Virtual reality may also come into its own in a world of restricted travel, allowing for virtual tours of museums, galleries and historical sites, while also helping to democratise access to them. Along with augmented reality, this kind of technology enables teachers to shift from “what is essentially fairly static teaching and learning – text that is still, images that are still – to more dynamic ways of thinking and learning about things”, says Dr Alison Clark-Wilson, a former secondary school mathematics teacher who now works as a principal research associate at the University College London Institute of Education.

Embracing digital transformation

However, the warp-speed progress of digital transformation in education has also highlighted the need for greater support for educators when it comes to integrating new technologies into their teaching. “It’s challenging to embrace these technologies in a truly transformative way,” says Clark-Wilson. “You have to hold teachers’ hands, provide safe spaces to fail because they never had the experience of learning their subjects in today’s environment.”

Looking further ahead, intelligent tutoring systems, which aim to provide immediate and customised instruction or feedback to learners, usually without requiring intervention from a human teacher, have generated a considerable buzz in recent years.

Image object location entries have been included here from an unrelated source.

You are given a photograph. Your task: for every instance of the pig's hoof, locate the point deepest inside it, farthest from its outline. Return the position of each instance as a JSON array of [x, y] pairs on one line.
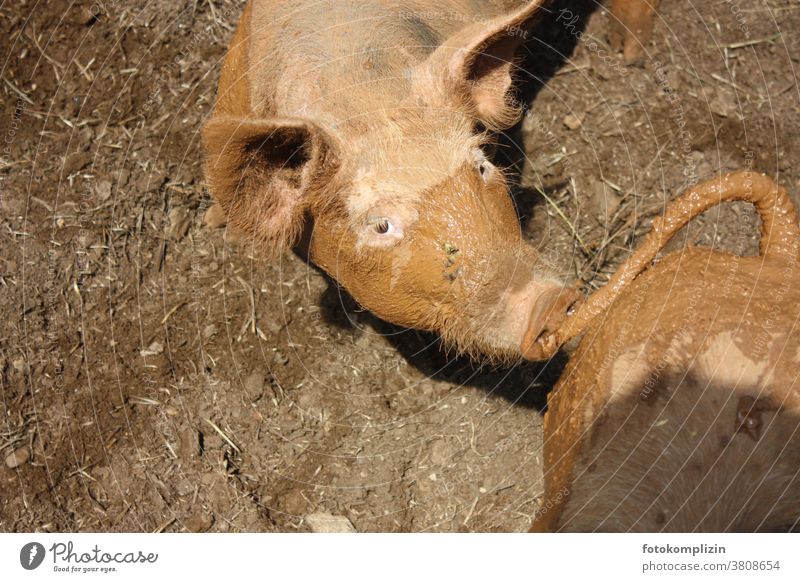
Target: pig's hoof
[[215, 217]]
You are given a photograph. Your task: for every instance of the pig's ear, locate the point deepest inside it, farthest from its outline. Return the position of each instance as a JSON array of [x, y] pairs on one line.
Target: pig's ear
[[480, 60], [260, 172]]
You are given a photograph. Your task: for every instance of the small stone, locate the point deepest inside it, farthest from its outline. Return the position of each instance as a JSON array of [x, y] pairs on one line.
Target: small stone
[[86, 17], [254, 386], [103, 190], [18, 458], [199, 523], [724, 103], [605, 201], [232, 236], [328, 523], [573, 122], [215, 217], [153, 350], [179, 223], [292, 502], [441, 452]]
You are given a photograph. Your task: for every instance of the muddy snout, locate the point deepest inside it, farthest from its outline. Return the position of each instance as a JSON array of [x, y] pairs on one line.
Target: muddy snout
[[549, 312]]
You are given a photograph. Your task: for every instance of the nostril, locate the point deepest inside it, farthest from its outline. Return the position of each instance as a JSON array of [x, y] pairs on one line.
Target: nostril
[[549, 314]]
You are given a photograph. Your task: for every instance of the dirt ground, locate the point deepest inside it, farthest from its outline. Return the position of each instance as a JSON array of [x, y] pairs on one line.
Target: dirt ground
[[157, 377]]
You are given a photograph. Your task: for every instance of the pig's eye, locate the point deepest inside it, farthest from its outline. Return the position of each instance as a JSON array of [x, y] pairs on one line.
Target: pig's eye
[[383, 226]]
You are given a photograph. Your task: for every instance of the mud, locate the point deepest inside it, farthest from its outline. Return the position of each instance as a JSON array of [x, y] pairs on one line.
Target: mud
[[155, 376]]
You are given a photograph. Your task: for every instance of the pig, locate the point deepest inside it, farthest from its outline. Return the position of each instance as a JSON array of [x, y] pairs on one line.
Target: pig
[[357, 133], [680, 408]]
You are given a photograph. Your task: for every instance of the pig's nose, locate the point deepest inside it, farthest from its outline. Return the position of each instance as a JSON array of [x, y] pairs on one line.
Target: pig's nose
[[549, 312]]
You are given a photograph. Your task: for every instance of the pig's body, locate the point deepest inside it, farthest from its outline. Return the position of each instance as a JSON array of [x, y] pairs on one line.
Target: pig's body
[[680, 409]]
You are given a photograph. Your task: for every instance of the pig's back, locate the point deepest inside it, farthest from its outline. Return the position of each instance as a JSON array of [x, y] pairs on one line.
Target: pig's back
[[336, 60]]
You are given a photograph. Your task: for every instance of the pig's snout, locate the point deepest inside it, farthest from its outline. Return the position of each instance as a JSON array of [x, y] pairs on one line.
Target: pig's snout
[[549, 311]]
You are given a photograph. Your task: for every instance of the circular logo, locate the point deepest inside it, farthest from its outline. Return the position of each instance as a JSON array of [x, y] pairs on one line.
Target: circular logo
[[31, 555]]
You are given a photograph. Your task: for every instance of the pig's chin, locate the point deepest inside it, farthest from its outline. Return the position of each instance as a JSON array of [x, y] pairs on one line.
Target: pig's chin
[[537, 309]]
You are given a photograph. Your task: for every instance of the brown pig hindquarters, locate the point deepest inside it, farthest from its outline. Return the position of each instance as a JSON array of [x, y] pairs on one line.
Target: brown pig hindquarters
[[680, 409], [358, 128]]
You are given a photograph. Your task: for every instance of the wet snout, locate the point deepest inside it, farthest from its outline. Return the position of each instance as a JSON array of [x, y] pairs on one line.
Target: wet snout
[[549, 311]]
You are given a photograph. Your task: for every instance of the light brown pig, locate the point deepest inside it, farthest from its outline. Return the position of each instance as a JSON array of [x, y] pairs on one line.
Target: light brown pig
[[680, 409], [357, 131]]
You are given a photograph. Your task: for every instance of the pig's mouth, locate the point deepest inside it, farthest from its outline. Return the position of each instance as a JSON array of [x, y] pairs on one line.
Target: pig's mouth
[[549, 312]]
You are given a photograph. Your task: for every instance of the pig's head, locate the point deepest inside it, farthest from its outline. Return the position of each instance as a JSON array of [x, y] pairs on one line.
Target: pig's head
[[408, 215]]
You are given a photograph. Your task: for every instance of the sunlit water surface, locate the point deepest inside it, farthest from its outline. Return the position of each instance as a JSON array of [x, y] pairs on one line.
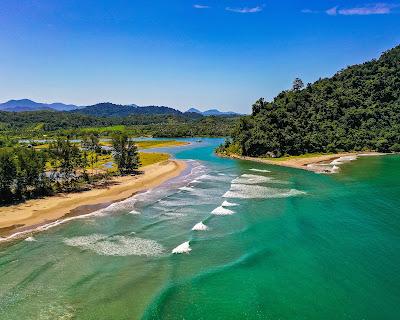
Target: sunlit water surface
[[271, 243]]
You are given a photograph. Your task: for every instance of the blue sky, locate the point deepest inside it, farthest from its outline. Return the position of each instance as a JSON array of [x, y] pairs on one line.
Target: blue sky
[[183, 53]]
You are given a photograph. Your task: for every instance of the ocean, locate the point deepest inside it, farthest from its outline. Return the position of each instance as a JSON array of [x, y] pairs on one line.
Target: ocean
[[228, 239]]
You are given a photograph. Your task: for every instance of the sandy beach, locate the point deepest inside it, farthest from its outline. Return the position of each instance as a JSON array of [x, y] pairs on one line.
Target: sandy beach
[[26, 216], [326, 163]]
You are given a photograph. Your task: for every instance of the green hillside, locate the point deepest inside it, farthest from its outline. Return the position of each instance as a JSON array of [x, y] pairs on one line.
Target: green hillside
[[356, 109]]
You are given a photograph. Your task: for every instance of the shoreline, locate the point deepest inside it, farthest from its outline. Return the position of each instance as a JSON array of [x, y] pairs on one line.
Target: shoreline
[[324, 163], [32, 215]]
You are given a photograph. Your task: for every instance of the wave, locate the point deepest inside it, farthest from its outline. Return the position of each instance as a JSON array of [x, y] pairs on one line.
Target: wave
[[182, 248], [116, 245], [255, 179], [243, 191], [259, 170], [200, 227], [186, 188], [221, 211], [229, 204], [344, 159]]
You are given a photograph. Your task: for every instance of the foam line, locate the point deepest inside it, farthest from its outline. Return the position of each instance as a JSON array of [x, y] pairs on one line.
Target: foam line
[[200, 227], [182, 248], [221, 211]]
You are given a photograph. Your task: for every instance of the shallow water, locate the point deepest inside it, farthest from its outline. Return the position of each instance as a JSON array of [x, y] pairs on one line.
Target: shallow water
[[295, 245]]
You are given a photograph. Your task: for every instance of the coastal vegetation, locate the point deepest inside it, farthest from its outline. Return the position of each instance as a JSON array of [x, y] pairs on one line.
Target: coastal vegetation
[[358, 109], [63, 165], [44, 124]]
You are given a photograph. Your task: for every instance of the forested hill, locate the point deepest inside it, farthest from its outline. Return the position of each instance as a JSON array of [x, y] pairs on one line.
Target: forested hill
[[116, 110], [356, 109]]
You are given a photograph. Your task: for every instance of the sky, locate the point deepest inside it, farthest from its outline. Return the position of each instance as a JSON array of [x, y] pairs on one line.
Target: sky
[[183, 53]]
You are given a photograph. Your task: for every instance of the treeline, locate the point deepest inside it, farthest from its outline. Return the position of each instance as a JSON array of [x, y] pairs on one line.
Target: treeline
[[27, 173], [357, 109], [39, 123]]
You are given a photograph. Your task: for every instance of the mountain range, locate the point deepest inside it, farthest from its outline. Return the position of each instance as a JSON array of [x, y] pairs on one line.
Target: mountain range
[[29, 105], [212, 112], [106, 109]]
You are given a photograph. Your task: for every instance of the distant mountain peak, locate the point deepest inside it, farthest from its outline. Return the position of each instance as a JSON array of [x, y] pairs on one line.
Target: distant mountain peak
[[19, 105], [194, 110], [212, 112]]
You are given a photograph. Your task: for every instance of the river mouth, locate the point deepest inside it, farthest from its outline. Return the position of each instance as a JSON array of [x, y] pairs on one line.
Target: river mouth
[[226, 239]]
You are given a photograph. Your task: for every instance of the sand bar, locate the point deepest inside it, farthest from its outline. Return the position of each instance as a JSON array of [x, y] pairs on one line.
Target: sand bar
[[311, 163]]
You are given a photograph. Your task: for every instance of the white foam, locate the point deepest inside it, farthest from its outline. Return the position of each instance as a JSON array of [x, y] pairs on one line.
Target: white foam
[[243, 191], [186, 188], [259, 170], [200, 227], [221, 211], [341, 160], [182, 248], [116, 245], [229, 204]]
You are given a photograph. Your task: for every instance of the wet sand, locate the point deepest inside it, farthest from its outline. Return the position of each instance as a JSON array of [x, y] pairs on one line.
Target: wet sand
[[34, 213], [316, 163]]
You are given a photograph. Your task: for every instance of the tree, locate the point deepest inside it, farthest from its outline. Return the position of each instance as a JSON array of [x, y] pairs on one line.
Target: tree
[[91, 144], [31, 179], [258, 106], [66, 160], [298, 84], [126, 155], [7, 175]]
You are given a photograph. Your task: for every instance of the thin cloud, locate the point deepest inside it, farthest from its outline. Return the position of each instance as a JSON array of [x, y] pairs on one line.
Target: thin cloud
[[201, 6], [370, 9], [307, 11], [245, 10]]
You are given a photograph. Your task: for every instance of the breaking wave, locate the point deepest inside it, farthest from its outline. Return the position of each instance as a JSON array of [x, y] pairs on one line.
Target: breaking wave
[[259, 170], [229, 204], [255, 179], [116, 245], [200, 227], [221, 211], [182, 248]]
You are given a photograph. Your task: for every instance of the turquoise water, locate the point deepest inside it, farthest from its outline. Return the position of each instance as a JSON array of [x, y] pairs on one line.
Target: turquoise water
[[296, 246]]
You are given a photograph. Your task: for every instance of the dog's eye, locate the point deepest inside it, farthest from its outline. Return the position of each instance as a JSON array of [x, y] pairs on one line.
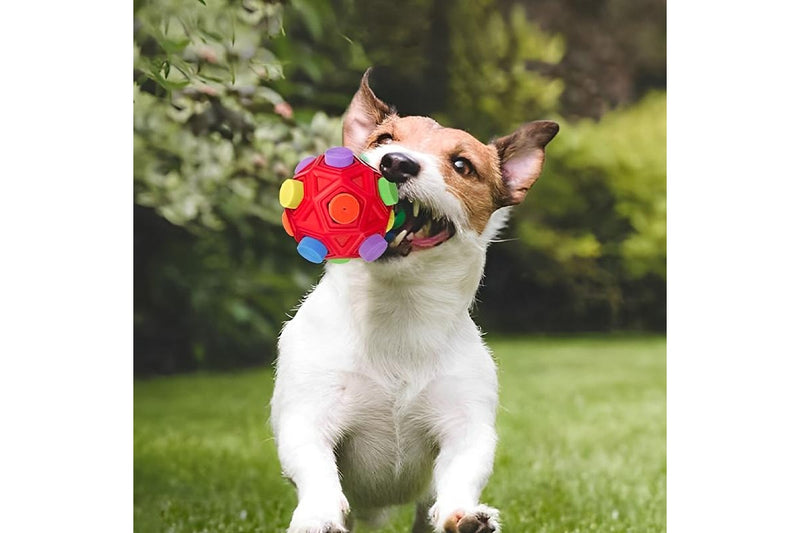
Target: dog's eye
[[463, 166], [384, 138]]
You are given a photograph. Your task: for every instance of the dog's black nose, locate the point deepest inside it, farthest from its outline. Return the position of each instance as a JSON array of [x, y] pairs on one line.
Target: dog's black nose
[[398, 167]]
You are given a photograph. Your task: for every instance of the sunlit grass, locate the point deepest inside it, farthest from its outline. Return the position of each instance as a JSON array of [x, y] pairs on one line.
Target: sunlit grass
[[582, 447]]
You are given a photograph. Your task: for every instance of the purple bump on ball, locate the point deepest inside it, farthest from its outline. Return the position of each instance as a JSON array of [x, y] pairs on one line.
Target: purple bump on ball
[[372, 247], [339, 157], [304, 163]]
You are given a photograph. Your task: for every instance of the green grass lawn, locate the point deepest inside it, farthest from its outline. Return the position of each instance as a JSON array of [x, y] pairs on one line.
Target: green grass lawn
[[582, 427]]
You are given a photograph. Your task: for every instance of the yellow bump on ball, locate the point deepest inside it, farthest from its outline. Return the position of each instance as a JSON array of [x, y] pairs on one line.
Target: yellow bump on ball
[[391, 220], [291, 193]]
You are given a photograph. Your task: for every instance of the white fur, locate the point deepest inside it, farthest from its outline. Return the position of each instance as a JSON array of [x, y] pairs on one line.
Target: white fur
[[385, 392]]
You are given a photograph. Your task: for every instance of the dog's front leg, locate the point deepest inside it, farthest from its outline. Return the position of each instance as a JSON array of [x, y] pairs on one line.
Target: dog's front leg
[[462, 469], [307, 458]]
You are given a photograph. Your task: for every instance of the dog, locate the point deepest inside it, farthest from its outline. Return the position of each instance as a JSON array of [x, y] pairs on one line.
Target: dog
[[385, 393]]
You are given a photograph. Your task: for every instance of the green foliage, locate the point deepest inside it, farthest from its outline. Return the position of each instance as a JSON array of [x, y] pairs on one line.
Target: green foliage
[[592, 233], [623, 155], [491, 85], [581, 444]]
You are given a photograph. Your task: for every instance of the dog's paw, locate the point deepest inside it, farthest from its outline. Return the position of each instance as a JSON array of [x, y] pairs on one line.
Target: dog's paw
[[479, 519], [318, 516], [327, 527]]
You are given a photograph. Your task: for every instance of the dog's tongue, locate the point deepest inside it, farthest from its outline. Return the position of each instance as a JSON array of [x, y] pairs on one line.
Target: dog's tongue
[[429, 242]]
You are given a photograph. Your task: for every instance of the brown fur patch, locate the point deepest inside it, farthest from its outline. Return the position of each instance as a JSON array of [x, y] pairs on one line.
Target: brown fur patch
[[480, 191]]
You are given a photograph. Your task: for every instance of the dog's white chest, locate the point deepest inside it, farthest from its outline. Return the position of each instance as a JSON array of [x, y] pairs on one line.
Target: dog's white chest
[[386, 455]]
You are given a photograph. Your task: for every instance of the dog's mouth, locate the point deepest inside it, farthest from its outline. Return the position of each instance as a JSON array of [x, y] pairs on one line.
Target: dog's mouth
[[419, 228]]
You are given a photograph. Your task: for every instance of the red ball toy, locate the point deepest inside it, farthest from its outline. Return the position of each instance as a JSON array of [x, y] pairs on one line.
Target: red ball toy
[[338, 207]]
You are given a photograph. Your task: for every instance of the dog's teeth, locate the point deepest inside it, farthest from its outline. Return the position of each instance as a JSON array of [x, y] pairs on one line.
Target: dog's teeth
[[397, 240]]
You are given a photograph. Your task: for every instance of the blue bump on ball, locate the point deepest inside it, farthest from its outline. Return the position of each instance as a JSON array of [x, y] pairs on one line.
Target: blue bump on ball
[[312, 250]]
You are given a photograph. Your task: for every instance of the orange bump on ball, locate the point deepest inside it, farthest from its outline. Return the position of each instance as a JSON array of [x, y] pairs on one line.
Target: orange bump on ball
[[344, 208]]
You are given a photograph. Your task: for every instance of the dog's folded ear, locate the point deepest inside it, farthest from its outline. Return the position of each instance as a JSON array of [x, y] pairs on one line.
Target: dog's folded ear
[[365, 112], [522, 157]]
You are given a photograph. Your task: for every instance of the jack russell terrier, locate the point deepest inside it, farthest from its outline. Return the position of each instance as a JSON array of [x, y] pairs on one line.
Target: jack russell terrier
[[385, 392]]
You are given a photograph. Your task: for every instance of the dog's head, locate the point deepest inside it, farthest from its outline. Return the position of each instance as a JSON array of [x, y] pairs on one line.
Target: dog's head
[[450, 184]]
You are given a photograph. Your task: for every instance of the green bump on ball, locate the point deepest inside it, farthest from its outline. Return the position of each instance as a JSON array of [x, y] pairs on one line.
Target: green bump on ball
[[388, 191], [399, 218]]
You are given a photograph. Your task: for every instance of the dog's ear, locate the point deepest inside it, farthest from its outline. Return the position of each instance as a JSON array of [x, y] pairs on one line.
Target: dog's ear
[[522, 158], [365, 112]]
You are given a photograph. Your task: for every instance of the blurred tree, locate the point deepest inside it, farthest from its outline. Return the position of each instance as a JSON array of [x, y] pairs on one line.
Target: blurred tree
[[591, 253], [212, 141]]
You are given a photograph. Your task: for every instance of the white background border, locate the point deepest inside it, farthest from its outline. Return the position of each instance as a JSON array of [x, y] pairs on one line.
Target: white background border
[[66, 283]]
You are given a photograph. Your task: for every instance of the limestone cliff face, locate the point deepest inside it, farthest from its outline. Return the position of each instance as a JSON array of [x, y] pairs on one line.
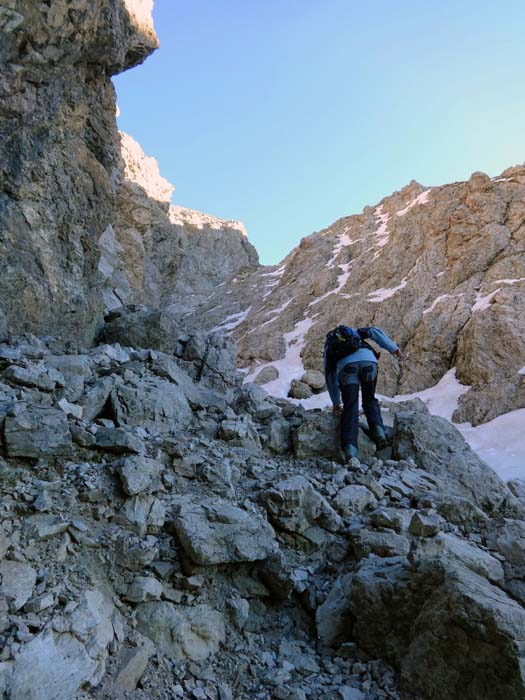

However, Wayne Holmes, principal researcher for education at Nesta, says the impact of artificial intelligence (AI) on the education sector has so far been generally disappointing. “The focus has always been on how to build a tool that can teach as well as a teacher,” he says. “But the reality is you can’t, though you can build tools that give the appearance of doing that.”

As such, Holmes is far more interested in AI tools that could help teachers to become “super teachers” rather than tools that attempt to do their job for them. As he points out, any technology is ultimately only as good as the teacher who’s using it.

“Teachers draw upon their pedagogy expertise, their experience in the classroom, their knowledge of their domain and their passion for working with young people,” Holmes concludes. “All these elements have to come together; technology is just a really useful tool.”